Looking ahead, future research should prioritize several critical directions: (1) further mechanistic exploration into the precise molecular mechanisms, including interactions with various sirtuin isoforms and their roles in endothelial function and vascular remodeling. Despite these promising insights, there remains a significant gap in the availability of selective and more bioavailable pharmacological tools to further elucidate the unprecedented role of SIRT1 in this context. In addition, multi-model validation is needed to confirm findings across different disease mechanisms and comprehensive cell type analysis across PAECs, PASMCs, and adventitial cells. (2) There is an urgent need for large-scale clinical trials to ascertain the therapeutic efficacy and safety of SIRT1 modulators in patients with PAH, particularly in advanced disease stages, as these outcomes may be significantly influenced by sex and the presence of obesity, including long-term investigations. The current absence of human studies underscores the necessity of this area of investigation. (3) Synergistic strategies for SIRT1 activation in conjunction with other therapeutic modalities, including gene therapy and lifestyle interventions such as caloric restriction, should be explored. By addressing these research avenues, future investigations can facilitate the development of innovative therapeutic strategies aimed at reversing the pathological processes associated with PAH and ultimately enhancing patient outcomes.

7. Methods

To find the most relevant articles on the SIRT1 role in PH, PubMed and Web of Science (WoS) databases were searched. We did not restrict publication dates in order to include both foundational and recent studies.

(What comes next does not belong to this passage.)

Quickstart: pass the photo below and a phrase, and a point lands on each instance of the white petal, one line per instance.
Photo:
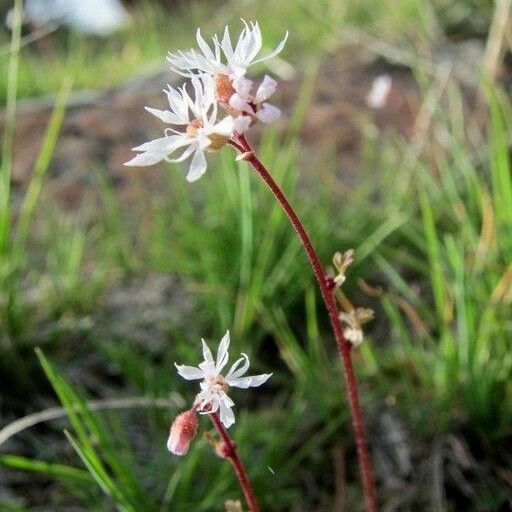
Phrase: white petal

The term “SIRT1” was used as the primary keyword, and the search was refined by adding the secondary terms “pulmonary” and “hypertension” with the Boolean operator AND, which yielded 82 results in total. Only full-text original articles were included. First, the titles were analyzed, then the abstracts and full texts of articles, and duplicated or ineligible papers were removed. Subsequently, we excluded non-relevant records based on titles and abstracts. These included studies that did not refer to PH or SIRT1, involved animal species other than rats or mice, and were conducted on the material not relevant to this review. Other exclusion criteria were language other than English and studies on other sirtuins. Additionally, one study was identified through manual screening of the reference list of an included article.

Finally, 18 publications were included in this review and are demonstrated in Table 2 and Table 3. Further background details were derived from additional reviews and original articles listed in the references.

For the figure preparation, the software used was BioRender and ChemSketch 2021.